Law enforcement will lose ability to carry out surveillance when 5G networks replace 4G, police boss warns

The head of European Union’s law enforcement agency has warned that arrival of 5G networks will result in the police being unable to track or carry out surveillance of suspects’ mobile devices.

At the moment, police forces can tap or track a suspect’s mobile phone, but Catherine De Bolle head of Europol has warned this ability will be lost with the arrival of 5G networks, and when 4G networks become obsolete.

The ability of law enforcement to track devices has always been an issue for privacy campaigners. In prior years US police were able to track people’s phones without a search warrant, but in 2017 this changed when a felony conviction in Washington DC was thrown out over police’s use of a mobile phone tracking device without court approval.

5G tracking

And whilst law enforcement and intelligence services do currently retain the ability to track mobile devices, the arrival of 5G is clearly causing some concern.

De Bolle in an interview with Reuters, appealed to EU leaders for greater powers to fight tech-savvy criminals.

#She warned that member states do not yet have the domestic regulations or technology to fill the policing gap that will open up when 4G networks become obsolete.

“It is one of the most important investigative tools that police officers and services have, so we need this in the future,” she told Reuters, citing the example of locating a child who has been kidnapped or has disappeared.

European police authorities are currently able to listen to and track wanted criminals using mobile communication devices on the 4G network, but “we cannot use them in the 5G network,” De Bolle reportedly said.

Too late?

She lamented that law enforcement agencies were brought into talks on the 5G transition among tech companies and policymakers too late. This has result in officials now seeking ways to limit the damage when police cannot carry out their surveillance capabilities under 5G.

“The biggest risk is that we are not enough aware of the developments on a technological level and we have to be ahead on this. We have to understand what is going on and we have to try to provide answers to it,” De Bolle is quoted as saying.

“So we need to be at the table where they discuss about the technological development, where they discuss standardization.”

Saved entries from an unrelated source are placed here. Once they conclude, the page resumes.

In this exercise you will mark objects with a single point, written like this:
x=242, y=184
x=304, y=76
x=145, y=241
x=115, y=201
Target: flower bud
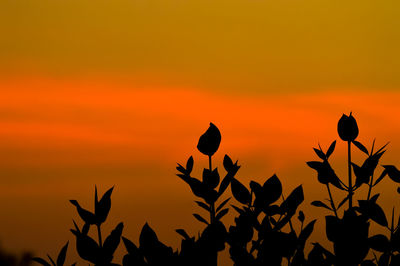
x=209, y=141
x=347, y=128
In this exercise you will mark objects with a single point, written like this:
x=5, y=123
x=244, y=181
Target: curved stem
x=331, y=198
x=349, y=166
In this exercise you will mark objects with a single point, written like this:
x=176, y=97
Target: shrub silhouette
x=263, y=232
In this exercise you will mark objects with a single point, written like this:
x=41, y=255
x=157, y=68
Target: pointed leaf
x=112, y=241
x=320, y=154
x=209, y=142
x=41, y=261
x=201, y=219
x=318, y=203
x=360, y=147
x=62, y=255
x=272, y=190
x=392, y=172
x=182, y=233
x=222, y=204
x=240, y=192
x=331, y=149
x=189, y=165
x=203, y=205
x=103, y=207
x=222, y=213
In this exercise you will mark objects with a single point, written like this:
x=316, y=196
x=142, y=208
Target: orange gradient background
x=116, y=93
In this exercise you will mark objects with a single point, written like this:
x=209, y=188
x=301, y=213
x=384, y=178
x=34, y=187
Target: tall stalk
x=350, y=189
x=331, y=199
x=99, y=234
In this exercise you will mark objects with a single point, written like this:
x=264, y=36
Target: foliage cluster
x=264, y=231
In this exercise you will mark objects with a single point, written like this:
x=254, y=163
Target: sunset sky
x=117, y=92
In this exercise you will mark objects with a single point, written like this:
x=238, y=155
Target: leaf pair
x=266, y=194
x=102, y=208
x=88, y=249
x=60, y=258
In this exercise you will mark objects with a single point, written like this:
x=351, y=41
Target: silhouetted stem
x=99, y=233
x=370, y=186
x=290, y=220
x=212, y=218
x=350, y=184
x=331, y=198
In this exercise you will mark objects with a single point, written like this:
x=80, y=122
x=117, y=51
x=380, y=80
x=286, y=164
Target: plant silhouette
x=263, y=232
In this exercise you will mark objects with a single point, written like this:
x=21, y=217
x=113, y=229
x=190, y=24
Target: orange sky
x=117, y=92
x=55, y=144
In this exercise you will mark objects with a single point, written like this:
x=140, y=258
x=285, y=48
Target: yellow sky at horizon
x=56, y=144
x=117, y=92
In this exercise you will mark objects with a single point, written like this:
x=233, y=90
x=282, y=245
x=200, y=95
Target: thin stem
x=331, y=198
x=370, y=186
x=212, y=205
x=290, y=220
x=99, y=233
x=349, y=166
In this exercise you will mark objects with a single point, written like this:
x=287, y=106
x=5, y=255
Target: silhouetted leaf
x=209, y=142
x=181, y=169
x=331, y=149
x=301, y=216
x=201, y=219
x=227, y=179
x=318, y=203
x=222, y=204
x=361, y=175
x=332, y=227
x=189, y=165
x=360, y=147
x=373, y=211
x=87, y=216
x=112, y=241
x=379, y=243
x=130, y=247
x=228, y=164
x=320, y=154
x=87, y=248
x=343, y=201
x=347, y=128
x=203, y=205
x=306, y=232
x=41, y=261
x=325, y=173
x=384, y=259
x=51, y=260
x=182, y=233
x=62, y=255
x=272, y=190
x=392, y=172
x=384, y=173
x=221, y=214
x=293, y=200
x=239, y=210
x=211, y=178
x=102, y=207
x=240, y=192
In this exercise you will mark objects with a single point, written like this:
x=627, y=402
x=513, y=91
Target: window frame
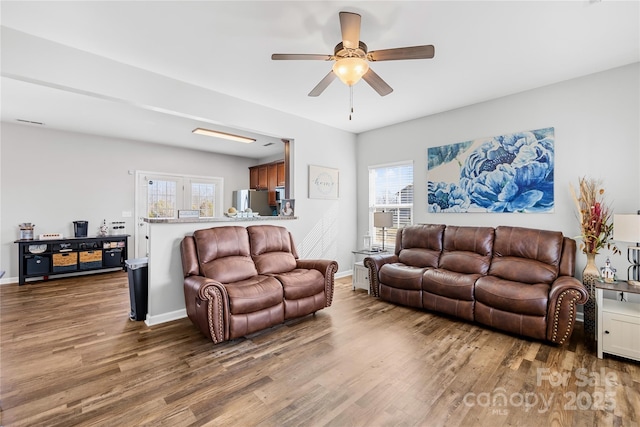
x=375, y=206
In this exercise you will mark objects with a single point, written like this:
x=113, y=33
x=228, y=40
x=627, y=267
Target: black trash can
x=138, y=272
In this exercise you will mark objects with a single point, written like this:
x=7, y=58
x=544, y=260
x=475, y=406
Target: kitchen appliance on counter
x=256, y=200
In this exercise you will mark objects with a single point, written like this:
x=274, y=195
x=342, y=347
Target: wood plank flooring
x=70, y=356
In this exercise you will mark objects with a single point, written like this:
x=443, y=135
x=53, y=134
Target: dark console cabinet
x=44, y=258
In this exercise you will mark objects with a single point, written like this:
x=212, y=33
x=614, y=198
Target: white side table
x=618, y=322
x=360, y=276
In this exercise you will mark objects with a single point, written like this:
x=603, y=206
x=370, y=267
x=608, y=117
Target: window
x=203, y=198
x=161, y=198
x=390, y=190
x=164, y=195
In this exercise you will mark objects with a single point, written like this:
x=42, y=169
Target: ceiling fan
x=352, y=58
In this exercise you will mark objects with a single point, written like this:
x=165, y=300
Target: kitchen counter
x=219, y=219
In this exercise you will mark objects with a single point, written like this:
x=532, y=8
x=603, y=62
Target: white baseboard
x=165, y=317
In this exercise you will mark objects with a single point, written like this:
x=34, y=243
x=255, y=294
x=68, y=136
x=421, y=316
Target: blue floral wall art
x=506, y=173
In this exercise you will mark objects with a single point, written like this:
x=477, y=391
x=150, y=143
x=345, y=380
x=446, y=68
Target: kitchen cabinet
x=48, y=257
x=253, y=178
x=272, y=182
x=267, y=177
x=258, y=177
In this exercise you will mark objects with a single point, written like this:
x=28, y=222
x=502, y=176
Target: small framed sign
x=323, y=182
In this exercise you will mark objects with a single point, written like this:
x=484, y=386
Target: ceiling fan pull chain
x=350, y=101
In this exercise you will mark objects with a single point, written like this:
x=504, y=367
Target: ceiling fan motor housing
x=344, y=52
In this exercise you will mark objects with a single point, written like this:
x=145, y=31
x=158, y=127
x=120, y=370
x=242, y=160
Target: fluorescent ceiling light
x=216, y=134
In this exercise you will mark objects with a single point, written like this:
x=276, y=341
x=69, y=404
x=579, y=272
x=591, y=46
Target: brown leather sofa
x=515, y=279
x=241, y=280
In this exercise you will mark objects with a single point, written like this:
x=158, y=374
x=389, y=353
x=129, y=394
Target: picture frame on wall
x=286, y=207
x=323, y=182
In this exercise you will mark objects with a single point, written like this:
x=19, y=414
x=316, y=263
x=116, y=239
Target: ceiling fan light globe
x=350, y=70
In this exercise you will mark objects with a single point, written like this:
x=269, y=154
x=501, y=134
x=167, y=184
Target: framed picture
x=286, y=207
x=323, y=182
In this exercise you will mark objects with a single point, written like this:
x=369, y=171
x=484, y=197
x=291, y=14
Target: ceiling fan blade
x=324, y=83
x=376, y=82
x=412, y=52
x=350, y=26
x=280, y=56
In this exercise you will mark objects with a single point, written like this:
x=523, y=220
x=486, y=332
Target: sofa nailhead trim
x=215, y=295
x=576, y=296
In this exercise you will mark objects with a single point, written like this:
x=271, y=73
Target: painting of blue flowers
x=506, y=173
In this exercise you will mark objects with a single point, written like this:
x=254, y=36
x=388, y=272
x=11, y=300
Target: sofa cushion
x=271, y=249
x=401, y=276
x=301, y=283
x=514, y=297
x=254, y=294
x=449, y=283
x=526, y=255
x=467, y=249
x=420, y=245
x=517, y=323
x=224, y=254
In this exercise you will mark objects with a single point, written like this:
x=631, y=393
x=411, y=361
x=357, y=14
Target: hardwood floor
x=70, y=356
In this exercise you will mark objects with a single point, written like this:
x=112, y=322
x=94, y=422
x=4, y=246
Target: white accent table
x=618, y=328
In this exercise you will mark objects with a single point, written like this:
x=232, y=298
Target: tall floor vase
x=590, y=275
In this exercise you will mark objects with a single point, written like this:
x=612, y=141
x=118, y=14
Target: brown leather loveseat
x=515, y=279
x=241, y=280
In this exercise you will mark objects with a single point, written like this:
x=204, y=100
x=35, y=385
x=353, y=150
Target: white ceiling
x=484, y=50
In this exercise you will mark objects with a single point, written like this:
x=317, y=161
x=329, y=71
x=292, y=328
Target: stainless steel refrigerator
x=257, y=200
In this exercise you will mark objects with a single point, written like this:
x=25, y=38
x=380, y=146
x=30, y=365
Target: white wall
x=597, y=134
x=51, y=178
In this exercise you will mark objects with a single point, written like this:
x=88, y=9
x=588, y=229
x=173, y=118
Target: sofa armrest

“The area we are working in and the technological evolution we are dealing with – the innovation used by criminals, the web-based criminality – it is huge,” said De Bolle.

She suggested that Europol should become the driver for modernising EU police forces by developing its own digital tools and technology. But it would need more financial and political support she reportedly said.

There have been a number of revelations about police tracking mobile users over the years.

On 2014 for example it was revealed that mobile phone users in the United Kingdom were being actively tracked by the police and other organisations. But also that mobile phones being taken into police custody were being remotely wiped.

In 2015 over 20 fake cell towers used to track mobile users were discovered in London over a three week period, but the Met Police refused to confirm or deny the revelation.